# Am I able to get a Pedigree...???



## shonny62 (Jun 6, 2014)

I purchased two hedgehog babies back in June 2014. The only information I have from the breeder is the names of both parents. Is there any way I am able to get my hedgehogs pedigrees?

Thanks


----------



## Nancy (Aug 22, 2008)

You can ask the breeder, or if the breeder registers their hedgehogs you can ask the registry (IHR). Did you get registry numbers with your babies?


----------



## shonny62 (Jun 6, 2014)

No.. the breeder I used here in Wyoming is not registered.. I have had such a hard time purchasing hedgehogs.. I have tried to register my hedgehogs through IHR and have not received any response... I would like to get a pedigree for my hedgies, if possible.

Thanks for responding, Nancy


----------



## nikki (Aug 28, 2008)

Unless the breeder has the information or has registered her breeding stock there won't be any way to get pedigrees.

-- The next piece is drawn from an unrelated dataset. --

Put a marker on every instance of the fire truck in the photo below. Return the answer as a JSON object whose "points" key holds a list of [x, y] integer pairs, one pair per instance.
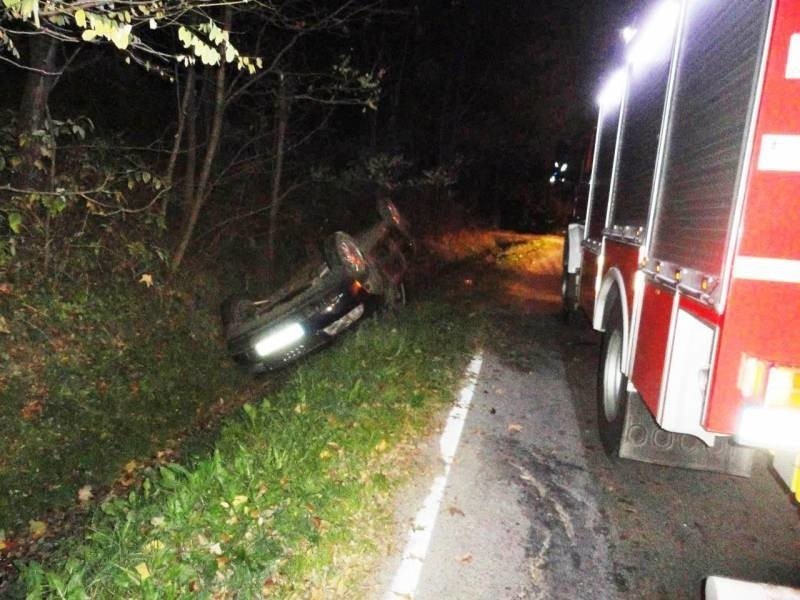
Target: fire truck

You can only get them if records have been kept of the hedgehog's ancestors.

I saw in another post you want to breed them? You should have a 4 or 5 generation pedigree for each hedgehog that is clear of any WHS before you consider breeding them. Just knowing the name of their parents and registering in them won't be enough to make sure you have clean lines.


----------